Sebuah Memo Yang Kau Ukir

02/01/2018

Lembar kedua.
Di satu memo panjang berjudul 2018.
Bagi mereka sesuatu yang baru,
Bagiku sama pun tak apa.


Jutaan momen yang kuukir di memo sebelumnya kini sudah kadaluarsa. Dan kubukukan bersama memo-memo lain yang pernah kutulis diwaktu-waktu yang sebelumnya, akan kujadikan referensi. Dalam mengukir ukiran baru dalam memo kali ini.

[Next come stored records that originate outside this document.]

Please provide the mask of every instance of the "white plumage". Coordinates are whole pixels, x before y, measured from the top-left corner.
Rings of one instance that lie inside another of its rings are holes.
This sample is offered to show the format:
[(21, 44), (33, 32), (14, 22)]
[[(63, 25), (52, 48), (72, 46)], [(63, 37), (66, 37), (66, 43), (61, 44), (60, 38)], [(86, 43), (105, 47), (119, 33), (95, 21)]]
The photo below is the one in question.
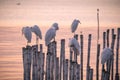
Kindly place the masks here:
[(101, 54), (101, 64), (104, 64), (107, 60), (110, 60), (111, 56), (113, 56), (113, 52), (110, 48), (103, 49)]
[(31, 29), (28, 26), (22, 28), (22, 34), (27, 39), (27, 43), (31, 43), (32, 34), (31, 34)]
[(41, 30), (40, 30), (39, 26), (34, 25), (33, 27), (31, 27), (31, 31), (35, 33), (35, 35), (36, 35), (36, 44), (38, 44), (38, 40), (42, 39), (42, 33), (41, 33)]
[[(74, 33), (78, 27), (78, 24), (80, 23), (79, 20), (74, 19), (71, 25), (71, 32)], [(80, 23), (81, 24), (81, 23)]]
[(54, 23), (52, 27), (46, 32), (45, 45), (47, 46), (52, 39), (55, 39), (56, 30), (59, 30), (58, 23)]
[(74, 47), (77, 50), (77, 54), (79, 55), (81, 50), (80, 50), (80, 45), (78, 41), (75, 38), (72, 38), (69, 40), (69, 47)]

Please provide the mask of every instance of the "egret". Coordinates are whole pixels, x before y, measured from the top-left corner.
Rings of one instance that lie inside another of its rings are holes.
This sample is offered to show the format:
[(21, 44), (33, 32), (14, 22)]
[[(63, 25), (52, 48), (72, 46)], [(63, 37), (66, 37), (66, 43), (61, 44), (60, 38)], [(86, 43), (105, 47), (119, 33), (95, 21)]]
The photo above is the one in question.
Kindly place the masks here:
[(38, 44), (38, 40), (42, 39), (42, 33), (41, 33), (41, 30), (40, 30), (39, 26), (34, 25), (33, 27), (31, 27), (31, 31), (35, 33), (35, 35), (36, 35), (36, 44)]
[(77, 19), (74, 19), (73, 22), (72, 22), (72, 25), (71, 25), (71, 32), (75, 34), (75, 31), (78, 27), (78, 24), (81, 24), (81, 22)]
[(51, 28), (48, 29), (45, 35), (45, 45), (48, 46), (52, 39), (55, 40), (56, 31), (59, 30), (58, 23), (52, 24)]
[(112, 56), (113, 56), (113, 52), (110, 48), (103, 49), (101, 54), (101, 64), (104, 64), (105, 62), (110, 60)]
[(24, 35), (25, 38), (27, 39), (27, 45), (28, 43), (31, 43), (32, 34), (31, 29), (28, 26), (22, 28), (22, 35)]
[(77, 54), (80, 54), (80, 45), (75, 38), (69, 39), (69, 47), (74, 47), (77, 50)]

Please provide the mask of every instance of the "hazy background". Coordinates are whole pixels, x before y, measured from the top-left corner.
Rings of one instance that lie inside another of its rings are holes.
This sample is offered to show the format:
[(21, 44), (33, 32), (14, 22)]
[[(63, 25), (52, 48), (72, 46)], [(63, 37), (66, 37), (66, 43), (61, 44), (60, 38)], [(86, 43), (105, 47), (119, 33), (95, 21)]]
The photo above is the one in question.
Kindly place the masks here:
[[(97, 8), (100, 9), (102, 51), (102, 33), (108, 28), (114, 28), (116, 33), (120, 26), (120, 0), (0, 0), (0, 80), (23, 80), (22, 47), (26, 46), (26, 39), (21, 35), (23, 26), (35, 24), (40, 26), (43, 36), (40, 43), (43, 44), (43, 52), (46, 55), (45, 33), (52, 23), (58, 22), (60, 30), (56, 36), (57, 56), (60, 55), (60, 40), (65, 39), (65, 55), (69, 58), (68, 40), (73, 37), (70, 25), (75, 18), (82, 23), (76, 33), (80, 35), (82, 31), (84, 35), (84, 79), (86, 79), (88, 34), (92, 34), (90, 66), (94, 69), (95, 79)], [(34, 34), (30, 45), (33, 44), (35, 44)], [(101, 72), (99, 74), (101, 75)]]
[(81, 26), (93, 27), (97, 8), (101, 26), (120, 25), (120, 0), (0, 0), (0, 25), (42, 27), (58, 22), (62, 27), (77, 18)]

Di memo kali ini aku yakin, ukiranku akan semakin semrawut. Dengan banyak sobekan dan coretan. Banyak pengoreksian dan justifikasi orang yang memaksa ingin mengukirkan pikirannya di memoku. Banyak warna yang akan hilang, dan berubah menjadi hitam putih penuh keteraturan. Percikan warna yang dulu aku lukis akan sirna, dan kurasa takkan ada lagi warna-warni itu.

Karena itu aku rindu ukiranmu, waktu kupersilahkan kamu mengukir ukiran dalam memo yang lalu. Dengan percikan warna dan tujuh kata yang kamu ukir dengan tinta hitam itu. Aku hidup sampai selesai tenggat waktu penulisan memo yang lalu. Dengan semangat, sampai semua telah berlalu.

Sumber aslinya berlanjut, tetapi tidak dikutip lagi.